Clearly, the aim is to deploy technology that makes these tasks “no brainers” for internal customers. Build loyalty and create advocates. However, how many RFPs and tool selections have you written and/or responded to that start with the problems people face performing their day-to-day tasks? I’ve not seen many. Instead, the focus is on trying to delight our internal customers with product feature sets and magical smoke and mirror demos. That’s the short-term satisfaction play, which is both silly and not something people are prepared to put up with. Fortunately, the HBR has put this into numbers that are hard to ignore:
For companies that focus on making tasks ‘low effort’ for their customers:
- 94% of customers would repurchase from the same company.
- 88% of customers would increase spend with that company.
However, for those that companies that made things harder for their customers:
- 81% reported an intention to spread negative word of mouth.
That’s a really clear customer message. Keep things simple and we’ll reward you. Don’t and we’ll punish you. Reflecting back on a few of my earlier car crash web projects (I had a few), it was all about the bells and whistles. Don’t get me wrong. I love bells and whistles. But they are a great distractor. Typically, the solution morphed into something unrecognisable to find problems for these new features to solve. These solutions did have satisfied customer, for a while, but they never made it to loyal customers.
Interestingly, the HBR article splits loyalty into two pies:
- Pie A containing things that drive loyalty.
- Pie B containing things that drive disloyalty.
Pie A is everything you need to do to improve product quality, increase productivity, andreduce effort. This is the long-term loyalty play that both internal customers and solution providers must work hard together to figure out and pursue at all costs. It‘s about sticking to your guns, making balanced decisions when choosing time-to-market over product quality and delivering the best you can with the right/available tools that meets your internal customer objectives. Pie A is jammed packed with delicious trade-offs.

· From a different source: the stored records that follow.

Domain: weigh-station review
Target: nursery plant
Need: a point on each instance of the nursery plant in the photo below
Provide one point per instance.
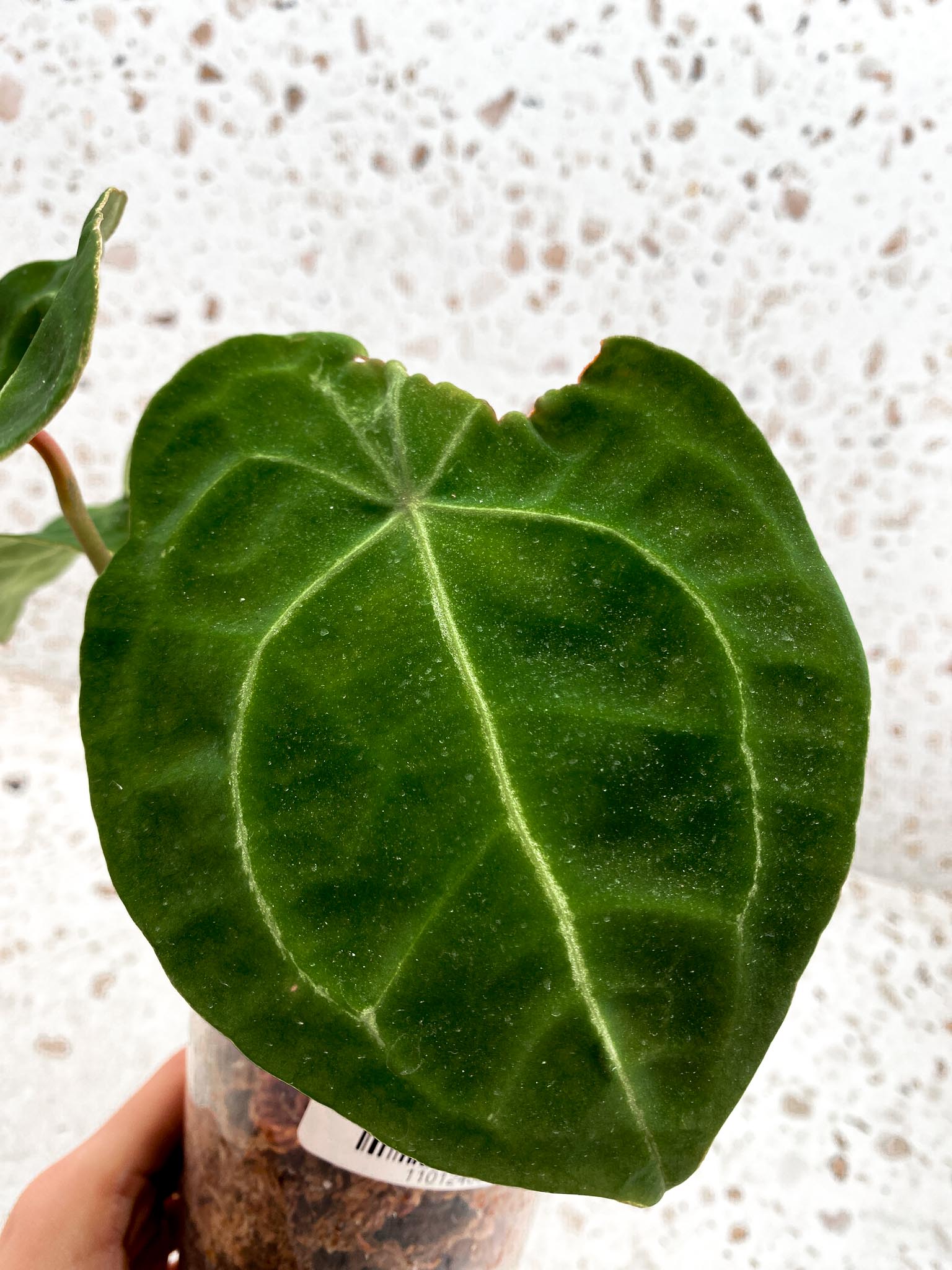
(488, 780)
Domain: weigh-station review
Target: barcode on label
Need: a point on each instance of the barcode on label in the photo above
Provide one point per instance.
(375, 1147)
(342, 1142)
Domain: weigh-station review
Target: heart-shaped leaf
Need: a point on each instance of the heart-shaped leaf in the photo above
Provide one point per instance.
(47, 313)
(31, 561)
(489, 781)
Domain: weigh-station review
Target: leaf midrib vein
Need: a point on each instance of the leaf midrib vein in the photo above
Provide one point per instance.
(720, 634)
(553, 893)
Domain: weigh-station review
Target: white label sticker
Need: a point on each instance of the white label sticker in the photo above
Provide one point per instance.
(343, 1143)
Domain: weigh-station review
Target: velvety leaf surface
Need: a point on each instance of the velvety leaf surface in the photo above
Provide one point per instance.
(490, 781)
(47, 313)
(31, 561)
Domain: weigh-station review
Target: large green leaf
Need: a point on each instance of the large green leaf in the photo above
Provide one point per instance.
(31, 561)
(47, 313)
(489, 781)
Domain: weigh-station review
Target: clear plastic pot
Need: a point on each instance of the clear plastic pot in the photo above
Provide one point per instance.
(255, 1199)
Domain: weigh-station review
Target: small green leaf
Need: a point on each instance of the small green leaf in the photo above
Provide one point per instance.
(31, 561)
(47, 313)
(489, 781)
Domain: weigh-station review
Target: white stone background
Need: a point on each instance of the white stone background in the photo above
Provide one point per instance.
(484, 191)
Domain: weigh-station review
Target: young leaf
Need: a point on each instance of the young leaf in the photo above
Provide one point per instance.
(489, 781)
(47, 311)
(31, 561)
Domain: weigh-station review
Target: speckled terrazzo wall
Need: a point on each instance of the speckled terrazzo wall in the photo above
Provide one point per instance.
(485, 191)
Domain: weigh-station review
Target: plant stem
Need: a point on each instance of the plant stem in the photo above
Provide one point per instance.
(71, 500)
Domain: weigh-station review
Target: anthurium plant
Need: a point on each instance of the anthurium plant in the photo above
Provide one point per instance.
(489, 780)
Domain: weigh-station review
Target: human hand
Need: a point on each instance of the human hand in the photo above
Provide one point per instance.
(106, 1206)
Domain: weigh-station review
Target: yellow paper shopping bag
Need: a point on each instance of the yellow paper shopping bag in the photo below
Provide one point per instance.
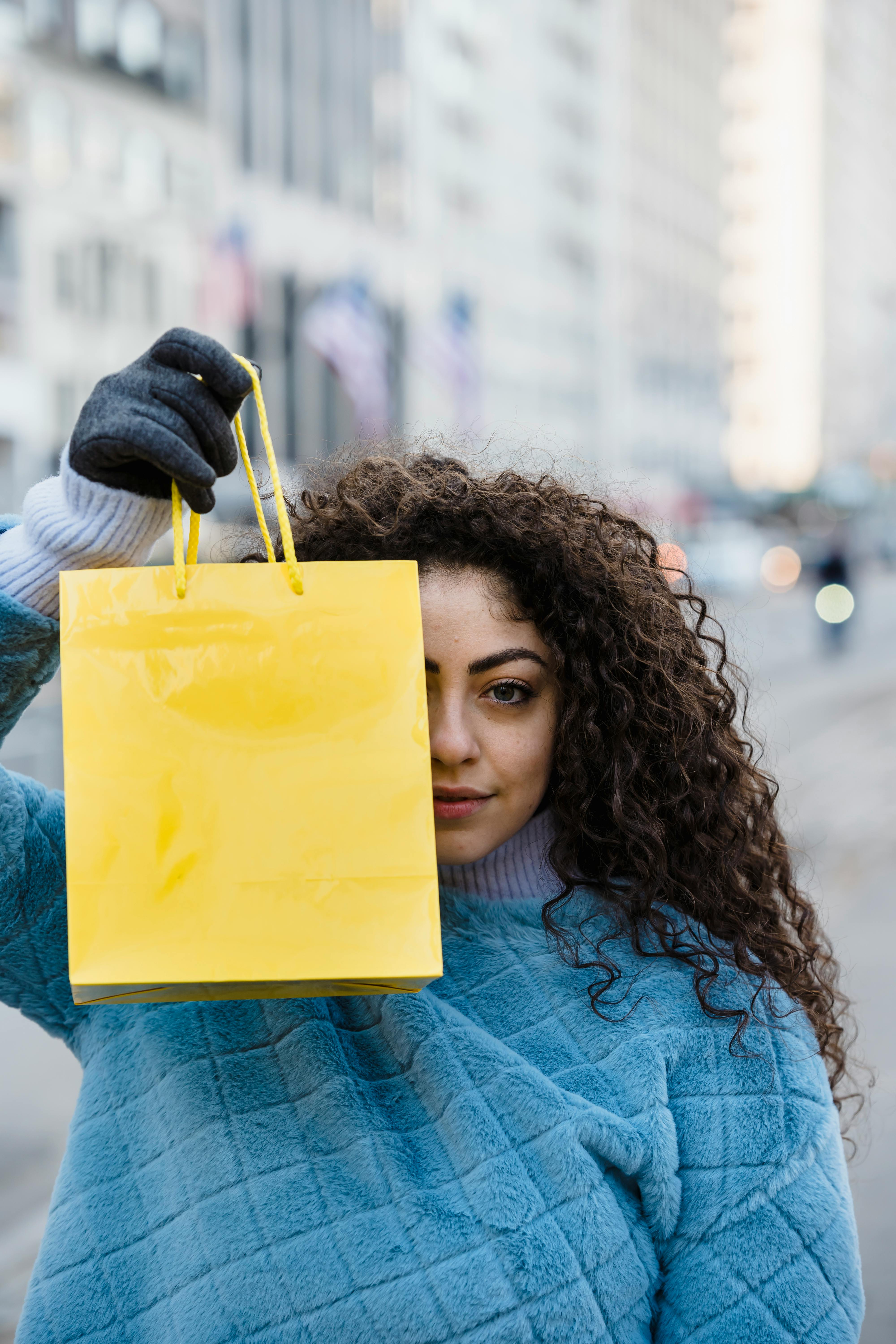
(249, 807)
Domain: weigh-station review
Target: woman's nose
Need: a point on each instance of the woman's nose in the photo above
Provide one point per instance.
(452, 740)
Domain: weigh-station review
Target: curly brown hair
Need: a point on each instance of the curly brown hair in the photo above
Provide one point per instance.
(657, 790)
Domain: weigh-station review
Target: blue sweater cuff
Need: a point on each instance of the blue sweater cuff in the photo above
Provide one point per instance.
(29, 658)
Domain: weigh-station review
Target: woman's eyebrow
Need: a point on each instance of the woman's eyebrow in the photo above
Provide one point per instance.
(496, 661)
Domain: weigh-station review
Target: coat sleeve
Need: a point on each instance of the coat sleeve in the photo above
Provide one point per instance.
(766, 1247)
(34, 956)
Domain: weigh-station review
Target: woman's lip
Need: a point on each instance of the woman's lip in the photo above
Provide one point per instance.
(453, 810)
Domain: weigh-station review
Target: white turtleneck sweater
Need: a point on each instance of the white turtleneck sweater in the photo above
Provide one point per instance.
(514, 872)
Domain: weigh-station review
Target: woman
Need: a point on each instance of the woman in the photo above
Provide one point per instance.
(612, 1119)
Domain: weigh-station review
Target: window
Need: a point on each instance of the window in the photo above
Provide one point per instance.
(96, 28)
(64, 268)
(140, 38)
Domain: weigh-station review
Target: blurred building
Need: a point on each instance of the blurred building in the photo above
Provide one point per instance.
(811, 202)
(554, 166)
(526, 196)
(105, 190)
(659, 229)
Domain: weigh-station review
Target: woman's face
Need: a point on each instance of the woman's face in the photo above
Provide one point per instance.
(492, 704)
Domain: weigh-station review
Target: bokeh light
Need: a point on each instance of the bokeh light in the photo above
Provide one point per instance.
(835, 604)
(674, 561)
(780, 569)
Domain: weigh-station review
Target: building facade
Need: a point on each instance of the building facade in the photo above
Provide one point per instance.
(105, 192)
(549, 171)
(811, 288)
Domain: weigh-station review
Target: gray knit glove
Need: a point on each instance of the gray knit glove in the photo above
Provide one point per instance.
(155, 421)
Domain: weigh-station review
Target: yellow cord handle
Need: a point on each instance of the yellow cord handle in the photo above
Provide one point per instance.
(293, 568)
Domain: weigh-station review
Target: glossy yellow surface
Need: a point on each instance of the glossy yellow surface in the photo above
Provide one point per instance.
(248, 783)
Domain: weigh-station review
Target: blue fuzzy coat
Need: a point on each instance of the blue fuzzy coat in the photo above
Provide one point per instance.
(484, 1162)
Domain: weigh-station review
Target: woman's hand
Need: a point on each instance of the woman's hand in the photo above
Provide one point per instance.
(155, 421)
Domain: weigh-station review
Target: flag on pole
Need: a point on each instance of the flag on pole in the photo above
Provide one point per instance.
(228, 296)
(349, 333)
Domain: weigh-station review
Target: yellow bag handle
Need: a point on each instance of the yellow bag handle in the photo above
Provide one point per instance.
(293, 568)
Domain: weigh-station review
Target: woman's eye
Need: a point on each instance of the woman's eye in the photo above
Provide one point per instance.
(510, 693)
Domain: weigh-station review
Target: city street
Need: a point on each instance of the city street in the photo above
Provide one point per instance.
(831, 722)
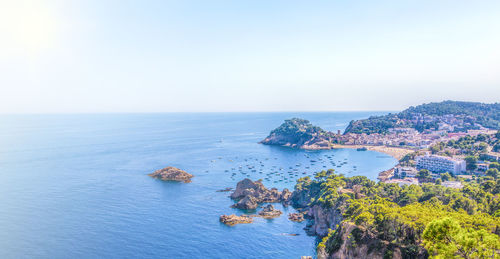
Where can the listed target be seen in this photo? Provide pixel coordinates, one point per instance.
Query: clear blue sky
(169, 56)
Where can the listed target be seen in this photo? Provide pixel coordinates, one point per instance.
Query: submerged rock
(247, 203)
(270, 212)
(172, 174)
(232, 220)
(260, 194)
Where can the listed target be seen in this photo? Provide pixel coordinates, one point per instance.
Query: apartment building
(440, 164)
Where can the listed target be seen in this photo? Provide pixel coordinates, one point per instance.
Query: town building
(440, 164)
(403, 172)
(452, 184)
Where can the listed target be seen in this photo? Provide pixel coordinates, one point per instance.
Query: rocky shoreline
(172, 174)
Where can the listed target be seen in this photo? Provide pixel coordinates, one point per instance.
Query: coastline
(395, 152)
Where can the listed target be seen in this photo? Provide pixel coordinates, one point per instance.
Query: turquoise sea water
(75, 186)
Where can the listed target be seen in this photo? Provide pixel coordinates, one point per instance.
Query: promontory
(299, 133)
(172, 174)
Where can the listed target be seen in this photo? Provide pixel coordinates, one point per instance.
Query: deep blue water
(75, 186)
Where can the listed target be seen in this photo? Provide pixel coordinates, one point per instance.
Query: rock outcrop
(297, 217)
(250, 194)
(172, 174)
(300, 133)
(247, 203)
(232, 219)
(270, 212)
(322, 220)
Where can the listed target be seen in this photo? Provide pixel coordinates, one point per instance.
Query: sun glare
(26, 28)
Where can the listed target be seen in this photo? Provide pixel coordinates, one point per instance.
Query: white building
(403, 172)
(440, 164)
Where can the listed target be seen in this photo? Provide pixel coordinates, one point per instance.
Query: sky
(245, 56)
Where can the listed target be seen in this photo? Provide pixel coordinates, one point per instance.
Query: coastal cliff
(358, 218)
(299, 133)
(172, 174)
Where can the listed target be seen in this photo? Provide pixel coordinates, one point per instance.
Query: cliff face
(299, 133)
(327, 202)
(322, 219)
(352, 241)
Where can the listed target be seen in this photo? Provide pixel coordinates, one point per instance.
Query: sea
(76, 185)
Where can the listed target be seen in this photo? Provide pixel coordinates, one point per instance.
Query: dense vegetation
(297, 132)
(472, 113)
(426, 220)
(297, 127)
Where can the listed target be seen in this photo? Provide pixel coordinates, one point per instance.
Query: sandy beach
(395, 152)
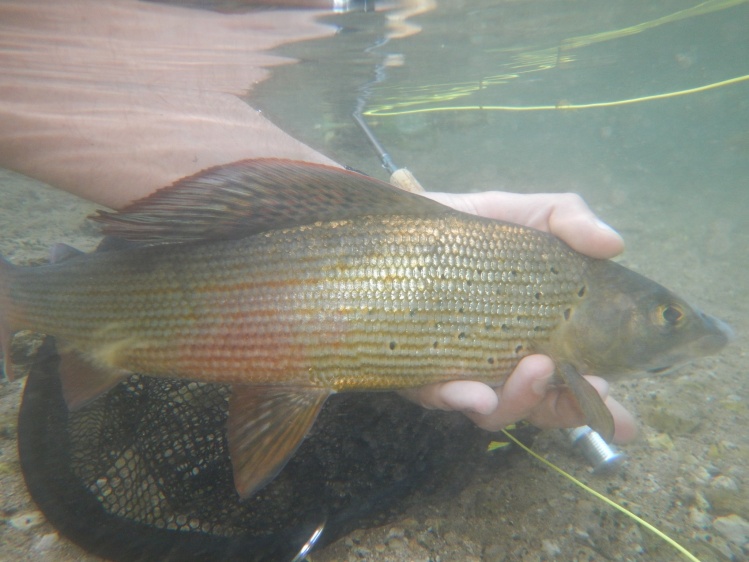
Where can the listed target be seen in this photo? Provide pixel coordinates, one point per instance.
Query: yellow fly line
(424, 99)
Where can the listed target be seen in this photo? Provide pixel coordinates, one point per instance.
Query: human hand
(529, 392)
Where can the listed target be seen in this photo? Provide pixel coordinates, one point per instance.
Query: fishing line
(387, 111)
(603, 498)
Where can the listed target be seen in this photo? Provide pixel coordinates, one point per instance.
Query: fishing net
(143, 473)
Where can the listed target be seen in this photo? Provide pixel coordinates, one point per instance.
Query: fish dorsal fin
(266, 426)
(252, 196)
(597, 415)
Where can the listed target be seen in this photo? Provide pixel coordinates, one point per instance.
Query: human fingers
(565, 215)
(463, 396)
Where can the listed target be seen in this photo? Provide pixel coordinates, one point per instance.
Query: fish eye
(671, 314)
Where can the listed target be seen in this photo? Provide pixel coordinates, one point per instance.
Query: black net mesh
(143, 473)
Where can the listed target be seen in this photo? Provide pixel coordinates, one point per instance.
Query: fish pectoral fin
(597, 415)
(266, 426)
(82, 381)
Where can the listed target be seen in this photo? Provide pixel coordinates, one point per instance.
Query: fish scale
(219, 311)
(292, 281)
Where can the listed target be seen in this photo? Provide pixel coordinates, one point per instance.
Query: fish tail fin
(6, 330)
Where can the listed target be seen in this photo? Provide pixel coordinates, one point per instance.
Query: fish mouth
(720, 334)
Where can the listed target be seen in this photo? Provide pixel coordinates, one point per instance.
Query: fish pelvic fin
(256, 195)
(6, 330)
(83, 381)
(597, 415)
(266, 426)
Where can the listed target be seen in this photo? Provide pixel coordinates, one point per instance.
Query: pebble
(46, 542)
(699, 518)
(733, 528)
(551, 548)
(27, 520)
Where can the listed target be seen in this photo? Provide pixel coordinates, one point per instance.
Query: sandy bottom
(687, 473)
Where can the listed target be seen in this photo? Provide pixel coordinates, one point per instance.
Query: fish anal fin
(82, 381)
(597, 415)
(266, 426)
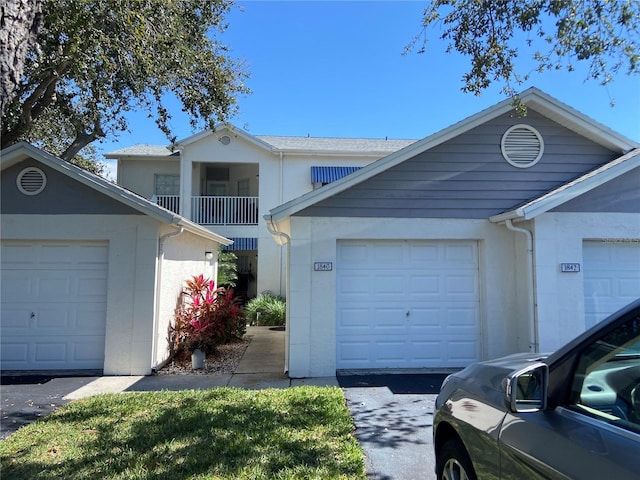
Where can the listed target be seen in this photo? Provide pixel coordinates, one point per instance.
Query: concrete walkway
(261, 366)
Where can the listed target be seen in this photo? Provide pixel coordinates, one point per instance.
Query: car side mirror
(526, 389)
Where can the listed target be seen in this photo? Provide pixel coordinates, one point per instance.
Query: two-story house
(228, 180)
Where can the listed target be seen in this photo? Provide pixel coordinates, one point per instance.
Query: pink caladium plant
(206, 317)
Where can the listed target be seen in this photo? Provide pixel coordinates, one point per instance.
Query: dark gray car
(572, 414)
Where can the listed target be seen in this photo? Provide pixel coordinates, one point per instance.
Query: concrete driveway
(393, 415)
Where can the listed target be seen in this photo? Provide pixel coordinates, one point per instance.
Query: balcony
(212, 210)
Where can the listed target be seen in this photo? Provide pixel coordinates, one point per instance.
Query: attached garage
(90, 272)
(452, 250)
(611, 277)
(54, 305)
(407, 304)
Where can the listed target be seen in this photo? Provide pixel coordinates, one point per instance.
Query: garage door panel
(409, 311)
(54, 298)
(611, 277)
(462, 352)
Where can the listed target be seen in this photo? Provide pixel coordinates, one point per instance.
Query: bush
(266, 309)
(205, 318)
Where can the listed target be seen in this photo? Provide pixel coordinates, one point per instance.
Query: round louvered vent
(31, 181)
(522, 146)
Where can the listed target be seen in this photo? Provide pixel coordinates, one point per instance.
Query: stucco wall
(278, 182)
(182, 257)
(559, 239)
(311, 299)
(133, 246)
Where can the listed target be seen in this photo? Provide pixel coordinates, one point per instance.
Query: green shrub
(266, 309)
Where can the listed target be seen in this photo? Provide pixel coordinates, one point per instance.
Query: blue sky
(337, 69)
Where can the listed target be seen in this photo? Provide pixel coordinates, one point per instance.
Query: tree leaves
(604, 34)
(96, 60)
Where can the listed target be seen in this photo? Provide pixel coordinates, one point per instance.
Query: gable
(467, 175)
(61, 195)
(620, 195)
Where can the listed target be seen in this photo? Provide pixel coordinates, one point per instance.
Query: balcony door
(216, 189)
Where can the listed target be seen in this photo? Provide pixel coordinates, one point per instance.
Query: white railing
(170, 202)
(224, 210)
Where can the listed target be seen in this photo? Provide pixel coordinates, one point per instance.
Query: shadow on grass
(221, 433)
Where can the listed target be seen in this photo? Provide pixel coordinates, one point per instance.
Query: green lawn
(223, 433)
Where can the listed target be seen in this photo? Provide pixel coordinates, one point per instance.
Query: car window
(606, 384)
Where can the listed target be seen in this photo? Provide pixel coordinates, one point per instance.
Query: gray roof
(142, 150)
(356, 146)
(324, 144)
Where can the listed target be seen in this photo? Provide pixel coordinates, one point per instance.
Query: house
(495, 235)
(228, 179)
(91, 272)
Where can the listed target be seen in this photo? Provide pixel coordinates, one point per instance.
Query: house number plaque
(323, 266)
(569, 267)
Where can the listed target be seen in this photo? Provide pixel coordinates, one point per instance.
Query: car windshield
(607, 379)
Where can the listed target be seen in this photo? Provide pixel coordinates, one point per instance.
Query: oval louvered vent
(522, 146)
(31, 181)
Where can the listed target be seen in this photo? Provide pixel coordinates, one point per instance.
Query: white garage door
(611, 277)
(54, 298)
(407, 304)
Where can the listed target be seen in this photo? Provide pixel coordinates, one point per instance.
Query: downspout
(533, 314)
(286, 242)
(161, 242)
(283, 261)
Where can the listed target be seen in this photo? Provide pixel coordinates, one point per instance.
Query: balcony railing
(170, 202)
(216, 210)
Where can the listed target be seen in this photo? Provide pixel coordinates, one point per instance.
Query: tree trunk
(20, 21)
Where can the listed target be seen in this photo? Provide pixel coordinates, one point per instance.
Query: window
(244, 189)
(606, 385)
(167, 184)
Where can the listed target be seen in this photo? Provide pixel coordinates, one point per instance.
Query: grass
(224, 433)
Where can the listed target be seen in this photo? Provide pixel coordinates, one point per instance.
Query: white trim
(233, 131)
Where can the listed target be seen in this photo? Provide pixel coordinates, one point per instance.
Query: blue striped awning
(330, 174)
(242, 244)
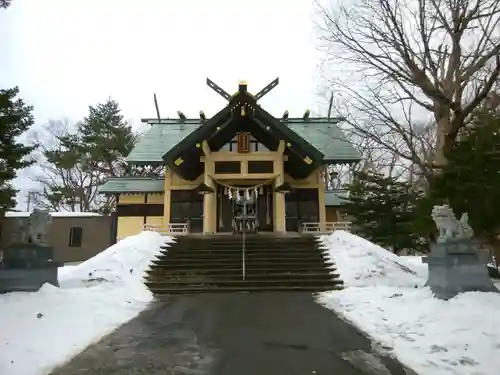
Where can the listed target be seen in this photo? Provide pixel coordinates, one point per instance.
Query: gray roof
(162, 136)
(133, 185)
(336, 197)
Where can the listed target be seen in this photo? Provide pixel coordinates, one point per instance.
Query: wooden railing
(315, 227)
(171, 229)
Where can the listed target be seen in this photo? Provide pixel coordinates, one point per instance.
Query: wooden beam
(281, 147)
(206, 148)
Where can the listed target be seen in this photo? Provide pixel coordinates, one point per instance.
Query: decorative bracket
(218, 89)
(268, 88)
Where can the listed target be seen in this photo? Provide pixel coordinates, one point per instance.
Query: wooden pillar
(321, 201)
(167, 198)
(209, 200)
(279, 198)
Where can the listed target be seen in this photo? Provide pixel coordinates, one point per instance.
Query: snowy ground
(44, 329)
(386, 298)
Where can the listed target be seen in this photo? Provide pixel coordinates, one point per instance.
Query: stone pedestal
(455, 267)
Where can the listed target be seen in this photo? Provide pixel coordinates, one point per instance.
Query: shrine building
(278, 165)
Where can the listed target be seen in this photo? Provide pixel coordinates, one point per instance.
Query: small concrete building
(74, 236)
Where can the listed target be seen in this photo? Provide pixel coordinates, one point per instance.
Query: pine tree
(5, 3)
(15, 119)
(382, 211)
(106, 138)
(92, 152)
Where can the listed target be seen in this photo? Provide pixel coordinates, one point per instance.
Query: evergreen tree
(382, 211)
(85, 157)
(106, 138)
(5, 3)
(15, 119)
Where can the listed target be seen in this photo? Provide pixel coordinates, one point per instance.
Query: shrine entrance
(260, 205)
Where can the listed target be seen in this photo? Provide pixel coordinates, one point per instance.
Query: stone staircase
(195, 264)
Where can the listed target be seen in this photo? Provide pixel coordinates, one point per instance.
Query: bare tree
(64, 188)
(5, 3)
(440, 54)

Pie B is pretty much all about customer service but more specifically damage limitation. Customer service is a word of mouth (WOM) multiplier. Great customer service is a small multiplier in comparison with poor customer service. If you don’t support your internal customers disloyalty spreads like wildfire. Great customer service does not bring (back) loyal customers. The only way to win back long-term loyalty is through solving customer problems. In short, your solution needs make things low effort your customers.
What to do?
Technology is a necessary disruptor. For example, introducing and/or changing a content management system is a big deal. It affects people. However, when engaging with solution providers bearing tools to solve people problems, the typical starting point is the dreaded set of corporate requirements. Just thinking out loud here, but wouldn’t it be great to start and finish with the real problems and be judged squarely on whether they’ve actually been solved them? Instead of what we have to do today, which is dig deep, guess, assume and tease out the people problems from a confusing, impenetrable set of requirements?
For customers in need of a solution, show your dirty laundry and offer up the people problems early. For solution providers, find those people problems first and then check back with the supplied requirements to see if they still make sense. Because if loyalty is about all about solving customer problems, isn’t everything else is just noise.